Strengths and limitations of the study

This study adhered to the guidelines for case–control studies listed in the Strengthening the Reporting of Observational Studies in Epidemiology (STROBE) statement [57]. Refer to Additional file 3 for STROBE checklist. Strengths of this study included a large sample size, use of a structured questionnaire and interviewer training to reduce potential bias due to lack of blinding to case–control status, and classification of adequacy of prenatal care utilization using an accepted index. The questionnaire was an effective and efficient means of eliciting information about barriers, motivators and facilitators related to use of prenatal care, but lacked established reliability and validity. The potential for recall bias is a limitation of the study, as women were interviewed about their prenatal care during the postpartum period and it may have been difficult for some women to remember facts clearly from the previous nine months. The potential existed for a woman to be interviewed more than once over the three-year period, although, to our knowledge, this occurred only once. Although 93 immigrant women participated in the study, non-English speaking immigrant women may have been under-represented, as we only conducted 9 interviews that required use of an interpreter. The analysis was stratified by neighborhood, but there was no adjustment for other characteristics. The possibility exists that some of the differences in barriers or motivators occurred because of differences in characteristics of the cases and controls. Multiparous women, for example, may be more likely to believe they can take care of themselves during pregnancy, and their use of prenatal care may be affected by their experiences in a previous pregnancy. The provincial Personal Health Information Act prohibited us from collecting information on women who did not agree to be approached by the research nurse to discuss their participation in the study.

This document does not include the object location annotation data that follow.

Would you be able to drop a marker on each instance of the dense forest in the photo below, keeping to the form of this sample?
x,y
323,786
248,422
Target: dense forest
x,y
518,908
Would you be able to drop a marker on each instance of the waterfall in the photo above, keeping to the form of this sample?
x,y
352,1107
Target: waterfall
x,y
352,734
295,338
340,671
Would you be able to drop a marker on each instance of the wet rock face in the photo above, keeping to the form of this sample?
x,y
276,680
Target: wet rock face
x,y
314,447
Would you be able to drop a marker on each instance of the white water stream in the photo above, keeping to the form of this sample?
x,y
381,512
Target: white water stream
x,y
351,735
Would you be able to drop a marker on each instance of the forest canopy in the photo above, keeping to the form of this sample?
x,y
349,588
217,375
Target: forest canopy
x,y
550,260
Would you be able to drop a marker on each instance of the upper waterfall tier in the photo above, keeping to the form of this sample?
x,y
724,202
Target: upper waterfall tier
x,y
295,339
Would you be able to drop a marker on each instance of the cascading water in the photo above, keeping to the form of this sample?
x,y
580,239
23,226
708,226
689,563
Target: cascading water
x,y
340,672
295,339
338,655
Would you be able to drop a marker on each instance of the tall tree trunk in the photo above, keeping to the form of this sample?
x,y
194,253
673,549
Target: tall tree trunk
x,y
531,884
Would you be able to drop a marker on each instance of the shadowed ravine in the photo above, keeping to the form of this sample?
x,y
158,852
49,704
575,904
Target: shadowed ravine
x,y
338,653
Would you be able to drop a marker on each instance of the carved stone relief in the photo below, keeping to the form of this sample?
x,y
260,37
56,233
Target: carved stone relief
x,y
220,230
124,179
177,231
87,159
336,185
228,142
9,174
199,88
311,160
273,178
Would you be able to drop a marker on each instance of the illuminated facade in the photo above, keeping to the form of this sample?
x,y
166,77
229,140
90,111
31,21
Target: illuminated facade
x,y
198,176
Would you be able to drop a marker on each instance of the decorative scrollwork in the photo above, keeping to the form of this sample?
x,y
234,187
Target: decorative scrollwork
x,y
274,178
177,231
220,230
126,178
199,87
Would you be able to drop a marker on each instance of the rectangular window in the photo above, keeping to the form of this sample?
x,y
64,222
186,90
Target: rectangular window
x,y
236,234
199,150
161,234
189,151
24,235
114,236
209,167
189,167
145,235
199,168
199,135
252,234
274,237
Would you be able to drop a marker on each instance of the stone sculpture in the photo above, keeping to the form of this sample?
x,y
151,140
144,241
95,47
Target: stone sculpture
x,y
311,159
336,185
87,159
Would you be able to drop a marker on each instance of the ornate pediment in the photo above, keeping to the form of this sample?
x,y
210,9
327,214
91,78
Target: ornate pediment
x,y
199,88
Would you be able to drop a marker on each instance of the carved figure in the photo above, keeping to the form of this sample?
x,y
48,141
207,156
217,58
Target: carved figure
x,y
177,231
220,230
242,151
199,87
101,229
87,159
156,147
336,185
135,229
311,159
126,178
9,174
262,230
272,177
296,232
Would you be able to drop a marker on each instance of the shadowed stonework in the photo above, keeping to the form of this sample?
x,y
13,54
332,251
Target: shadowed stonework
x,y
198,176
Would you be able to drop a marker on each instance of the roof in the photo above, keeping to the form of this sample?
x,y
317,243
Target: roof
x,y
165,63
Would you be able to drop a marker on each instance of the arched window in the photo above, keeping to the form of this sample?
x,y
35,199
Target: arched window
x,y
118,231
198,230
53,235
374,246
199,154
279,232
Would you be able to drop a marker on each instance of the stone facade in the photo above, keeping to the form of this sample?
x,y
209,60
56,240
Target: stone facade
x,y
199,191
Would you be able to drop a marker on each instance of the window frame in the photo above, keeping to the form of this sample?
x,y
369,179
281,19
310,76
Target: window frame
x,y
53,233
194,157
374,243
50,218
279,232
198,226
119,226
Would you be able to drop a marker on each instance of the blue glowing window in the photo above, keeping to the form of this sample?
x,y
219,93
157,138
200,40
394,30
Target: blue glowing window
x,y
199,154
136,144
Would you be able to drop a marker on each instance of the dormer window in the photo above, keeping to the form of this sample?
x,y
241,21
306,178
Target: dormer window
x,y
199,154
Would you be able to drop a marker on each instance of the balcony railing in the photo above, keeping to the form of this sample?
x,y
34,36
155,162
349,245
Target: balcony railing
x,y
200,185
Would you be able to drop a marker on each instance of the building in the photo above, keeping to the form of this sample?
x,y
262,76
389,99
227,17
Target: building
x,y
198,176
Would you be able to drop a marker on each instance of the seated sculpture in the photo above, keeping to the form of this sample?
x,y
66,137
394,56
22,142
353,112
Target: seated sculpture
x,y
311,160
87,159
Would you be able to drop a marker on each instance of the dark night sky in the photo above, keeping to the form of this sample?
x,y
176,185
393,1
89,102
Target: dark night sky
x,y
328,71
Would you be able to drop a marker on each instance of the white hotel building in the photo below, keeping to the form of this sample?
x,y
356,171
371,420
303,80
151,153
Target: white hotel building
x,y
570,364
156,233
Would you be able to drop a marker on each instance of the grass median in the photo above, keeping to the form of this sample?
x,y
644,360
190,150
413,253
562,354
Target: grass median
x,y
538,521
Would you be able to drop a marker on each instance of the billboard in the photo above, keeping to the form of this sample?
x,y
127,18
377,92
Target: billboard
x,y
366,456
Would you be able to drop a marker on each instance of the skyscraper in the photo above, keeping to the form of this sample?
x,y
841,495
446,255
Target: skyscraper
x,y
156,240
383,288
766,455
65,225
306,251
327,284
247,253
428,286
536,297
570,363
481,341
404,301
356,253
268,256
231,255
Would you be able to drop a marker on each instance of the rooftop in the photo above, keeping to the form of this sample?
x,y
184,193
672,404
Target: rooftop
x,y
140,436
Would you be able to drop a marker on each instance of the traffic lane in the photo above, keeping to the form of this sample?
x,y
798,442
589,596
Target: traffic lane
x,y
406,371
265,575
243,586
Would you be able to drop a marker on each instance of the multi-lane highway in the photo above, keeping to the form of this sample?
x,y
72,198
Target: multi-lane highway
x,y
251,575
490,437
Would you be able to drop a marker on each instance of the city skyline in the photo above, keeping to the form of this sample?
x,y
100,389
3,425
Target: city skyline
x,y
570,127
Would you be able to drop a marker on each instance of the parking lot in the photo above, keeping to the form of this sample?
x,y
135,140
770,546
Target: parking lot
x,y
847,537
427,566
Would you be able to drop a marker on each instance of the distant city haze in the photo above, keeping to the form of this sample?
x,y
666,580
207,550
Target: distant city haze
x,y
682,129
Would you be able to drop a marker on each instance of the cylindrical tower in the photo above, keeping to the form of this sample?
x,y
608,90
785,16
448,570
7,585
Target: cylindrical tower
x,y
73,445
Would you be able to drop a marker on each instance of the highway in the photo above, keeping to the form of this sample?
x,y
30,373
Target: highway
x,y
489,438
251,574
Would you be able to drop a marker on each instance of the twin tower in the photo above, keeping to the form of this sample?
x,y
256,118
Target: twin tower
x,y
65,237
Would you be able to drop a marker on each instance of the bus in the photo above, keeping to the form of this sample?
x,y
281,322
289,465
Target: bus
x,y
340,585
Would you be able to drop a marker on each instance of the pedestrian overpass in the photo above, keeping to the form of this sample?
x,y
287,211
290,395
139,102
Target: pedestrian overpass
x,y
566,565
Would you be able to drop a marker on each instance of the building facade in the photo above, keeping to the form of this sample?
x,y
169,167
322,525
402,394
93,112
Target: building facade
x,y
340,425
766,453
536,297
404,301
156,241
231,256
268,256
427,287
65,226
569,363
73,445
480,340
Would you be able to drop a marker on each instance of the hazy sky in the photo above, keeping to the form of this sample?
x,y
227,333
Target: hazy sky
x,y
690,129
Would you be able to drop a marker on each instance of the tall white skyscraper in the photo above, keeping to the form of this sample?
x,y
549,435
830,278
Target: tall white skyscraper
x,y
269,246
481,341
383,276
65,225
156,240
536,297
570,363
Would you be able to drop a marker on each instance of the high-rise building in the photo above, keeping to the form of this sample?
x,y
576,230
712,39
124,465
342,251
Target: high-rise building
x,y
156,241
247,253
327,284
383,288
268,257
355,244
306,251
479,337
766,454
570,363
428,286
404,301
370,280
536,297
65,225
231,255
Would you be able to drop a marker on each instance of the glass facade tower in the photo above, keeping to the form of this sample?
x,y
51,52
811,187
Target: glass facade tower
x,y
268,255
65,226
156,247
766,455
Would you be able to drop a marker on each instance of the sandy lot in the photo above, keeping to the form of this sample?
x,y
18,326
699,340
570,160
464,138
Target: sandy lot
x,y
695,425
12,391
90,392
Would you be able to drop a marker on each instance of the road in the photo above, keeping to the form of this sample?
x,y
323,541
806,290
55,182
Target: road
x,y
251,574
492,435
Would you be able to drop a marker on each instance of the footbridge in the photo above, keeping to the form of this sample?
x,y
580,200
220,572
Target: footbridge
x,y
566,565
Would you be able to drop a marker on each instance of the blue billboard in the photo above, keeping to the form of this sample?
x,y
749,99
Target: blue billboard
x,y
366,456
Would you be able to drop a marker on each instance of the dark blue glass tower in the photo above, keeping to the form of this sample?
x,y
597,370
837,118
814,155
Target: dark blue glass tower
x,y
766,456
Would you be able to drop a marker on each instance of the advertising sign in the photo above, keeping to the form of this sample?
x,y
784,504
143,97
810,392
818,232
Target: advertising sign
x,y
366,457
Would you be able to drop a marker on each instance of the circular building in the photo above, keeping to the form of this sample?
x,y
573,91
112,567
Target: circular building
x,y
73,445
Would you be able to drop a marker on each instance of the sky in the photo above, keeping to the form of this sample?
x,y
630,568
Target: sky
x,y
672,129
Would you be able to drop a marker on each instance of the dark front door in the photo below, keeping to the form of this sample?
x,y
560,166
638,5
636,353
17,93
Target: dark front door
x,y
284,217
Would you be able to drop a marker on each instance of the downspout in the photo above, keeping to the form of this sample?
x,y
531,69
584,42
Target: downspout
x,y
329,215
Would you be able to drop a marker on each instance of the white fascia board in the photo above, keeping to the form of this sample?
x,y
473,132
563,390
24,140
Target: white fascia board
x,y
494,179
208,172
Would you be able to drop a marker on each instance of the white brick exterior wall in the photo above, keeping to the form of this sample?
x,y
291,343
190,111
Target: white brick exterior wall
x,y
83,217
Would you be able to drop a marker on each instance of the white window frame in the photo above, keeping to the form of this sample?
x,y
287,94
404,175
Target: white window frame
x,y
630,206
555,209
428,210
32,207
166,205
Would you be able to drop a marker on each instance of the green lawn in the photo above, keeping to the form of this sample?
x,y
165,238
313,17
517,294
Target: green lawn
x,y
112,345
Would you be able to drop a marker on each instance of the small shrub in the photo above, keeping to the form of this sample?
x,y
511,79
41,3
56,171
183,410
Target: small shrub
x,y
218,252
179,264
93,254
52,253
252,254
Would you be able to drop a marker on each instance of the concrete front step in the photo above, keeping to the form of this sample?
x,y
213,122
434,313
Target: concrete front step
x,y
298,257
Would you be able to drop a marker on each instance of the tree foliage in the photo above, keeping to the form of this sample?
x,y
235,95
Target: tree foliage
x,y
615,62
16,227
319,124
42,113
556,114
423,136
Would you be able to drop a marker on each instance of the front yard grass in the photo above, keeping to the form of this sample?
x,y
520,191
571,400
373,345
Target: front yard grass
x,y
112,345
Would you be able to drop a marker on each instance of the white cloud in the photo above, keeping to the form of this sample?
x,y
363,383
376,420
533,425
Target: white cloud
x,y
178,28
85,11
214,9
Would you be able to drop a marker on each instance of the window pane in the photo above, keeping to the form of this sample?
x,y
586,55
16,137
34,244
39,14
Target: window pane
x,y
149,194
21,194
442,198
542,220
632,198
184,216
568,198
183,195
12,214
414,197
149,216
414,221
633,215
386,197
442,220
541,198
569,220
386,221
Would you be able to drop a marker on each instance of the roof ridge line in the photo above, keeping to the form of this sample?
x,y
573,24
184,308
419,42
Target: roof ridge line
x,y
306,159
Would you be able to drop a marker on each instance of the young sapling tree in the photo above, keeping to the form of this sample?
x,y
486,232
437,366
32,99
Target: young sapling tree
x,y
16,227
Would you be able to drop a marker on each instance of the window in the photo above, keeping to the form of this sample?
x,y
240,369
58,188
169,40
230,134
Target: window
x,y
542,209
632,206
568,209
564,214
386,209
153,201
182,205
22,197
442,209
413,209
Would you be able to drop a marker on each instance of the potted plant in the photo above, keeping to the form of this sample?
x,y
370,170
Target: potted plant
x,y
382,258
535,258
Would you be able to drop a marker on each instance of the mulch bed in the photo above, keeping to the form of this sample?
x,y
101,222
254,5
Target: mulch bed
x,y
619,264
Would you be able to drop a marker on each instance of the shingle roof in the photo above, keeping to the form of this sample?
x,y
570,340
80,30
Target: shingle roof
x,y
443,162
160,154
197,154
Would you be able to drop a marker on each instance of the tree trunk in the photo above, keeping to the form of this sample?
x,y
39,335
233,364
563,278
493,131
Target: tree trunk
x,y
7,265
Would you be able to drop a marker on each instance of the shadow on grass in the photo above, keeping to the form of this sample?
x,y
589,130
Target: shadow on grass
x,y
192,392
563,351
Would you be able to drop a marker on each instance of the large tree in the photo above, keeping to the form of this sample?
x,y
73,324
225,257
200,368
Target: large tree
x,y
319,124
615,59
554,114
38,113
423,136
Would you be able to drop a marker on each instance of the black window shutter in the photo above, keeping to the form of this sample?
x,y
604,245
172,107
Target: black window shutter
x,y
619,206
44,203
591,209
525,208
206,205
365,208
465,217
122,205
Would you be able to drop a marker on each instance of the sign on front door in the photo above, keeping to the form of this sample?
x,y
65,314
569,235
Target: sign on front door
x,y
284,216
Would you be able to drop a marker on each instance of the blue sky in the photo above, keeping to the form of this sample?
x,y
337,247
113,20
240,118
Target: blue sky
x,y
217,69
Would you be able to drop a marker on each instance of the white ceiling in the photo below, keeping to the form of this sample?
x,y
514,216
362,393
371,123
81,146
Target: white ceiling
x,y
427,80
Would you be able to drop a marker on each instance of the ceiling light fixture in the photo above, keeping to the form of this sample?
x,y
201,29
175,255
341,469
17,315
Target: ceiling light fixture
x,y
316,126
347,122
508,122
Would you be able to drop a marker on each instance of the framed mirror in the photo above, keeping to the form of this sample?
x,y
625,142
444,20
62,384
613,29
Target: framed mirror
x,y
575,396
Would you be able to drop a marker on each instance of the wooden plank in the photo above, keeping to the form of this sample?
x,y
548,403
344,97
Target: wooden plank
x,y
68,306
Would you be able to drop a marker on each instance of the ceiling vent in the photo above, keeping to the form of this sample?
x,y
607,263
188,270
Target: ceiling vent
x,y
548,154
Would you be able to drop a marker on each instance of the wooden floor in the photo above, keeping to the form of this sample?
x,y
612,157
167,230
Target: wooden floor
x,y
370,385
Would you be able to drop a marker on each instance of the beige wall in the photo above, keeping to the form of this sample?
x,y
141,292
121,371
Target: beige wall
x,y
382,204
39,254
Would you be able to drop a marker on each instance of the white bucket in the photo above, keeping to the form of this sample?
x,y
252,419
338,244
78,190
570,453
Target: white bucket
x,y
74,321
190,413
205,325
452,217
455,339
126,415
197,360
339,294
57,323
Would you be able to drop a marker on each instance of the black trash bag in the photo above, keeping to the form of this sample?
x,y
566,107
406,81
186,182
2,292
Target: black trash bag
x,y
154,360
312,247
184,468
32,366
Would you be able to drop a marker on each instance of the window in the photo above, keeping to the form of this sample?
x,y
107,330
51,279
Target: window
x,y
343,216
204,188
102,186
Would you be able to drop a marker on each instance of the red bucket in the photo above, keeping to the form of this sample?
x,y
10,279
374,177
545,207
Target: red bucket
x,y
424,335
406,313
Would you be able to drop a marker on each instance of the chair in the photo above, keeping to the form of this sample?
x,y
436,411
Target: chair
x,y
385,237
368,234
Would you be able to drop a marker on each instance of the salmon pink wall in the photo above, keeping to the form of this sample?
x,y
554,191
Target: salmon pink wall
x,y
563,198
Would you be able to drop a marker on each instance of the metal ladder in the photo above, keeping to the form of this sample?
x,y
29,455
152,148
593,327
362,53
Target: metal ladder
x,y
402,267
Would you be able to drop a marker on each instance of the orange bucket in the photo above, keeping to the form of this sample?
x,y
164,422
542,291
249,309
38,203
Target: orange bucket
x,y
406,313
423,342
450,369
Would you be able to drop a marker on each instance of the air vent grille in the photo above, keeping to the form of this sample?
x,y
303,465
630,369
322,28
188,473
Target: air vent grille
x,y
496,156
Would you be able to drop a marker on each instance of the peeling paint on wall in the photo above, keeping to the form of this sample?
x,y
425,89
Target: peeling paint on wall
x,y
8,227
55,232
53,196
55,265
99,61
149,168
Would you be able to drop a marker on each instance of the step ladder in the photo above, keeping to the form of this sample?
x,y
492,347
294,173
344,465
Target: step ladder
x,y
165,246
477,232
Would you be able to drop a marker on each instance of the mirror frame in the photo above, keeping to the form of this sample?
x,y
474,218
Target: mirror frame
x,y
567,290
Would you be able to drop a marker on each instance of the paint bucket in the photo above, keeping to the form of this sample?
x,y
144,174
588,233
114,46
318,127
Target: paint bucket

We were therefore unable to calculate an accurate response rate (because the research nurse could not verify if non-participants met the inclusion criteria), and it is unknown whether the characteristics of women who agreed to participate differed from those who refused to participate. Because the sample was limited to inner-city women, caution needs to be used in generalizing the findings to women living in suburban or rural areas. Finally, case–control studies provide evidence of an association but they do not demonstrate causation.

Conclusions

Although all women in this study lived in the same group of disadvantaged neighborhoods, several psychosocial, attitudinal, economic and structural barriers and a variety of motivators differentiated those women who received inadequate care from those who received adequate care. This study highlights the heterogeneity among inner-city women with respect to their experiences with prenatal care and their perceptions of factors that help or hinder them in accessing this care. The results can be used to inform the assessment of inner-city women who are at greatest risk for inadequate prenatal care and to design interventions to enhance facilitators and motivators and reduce barriers to care.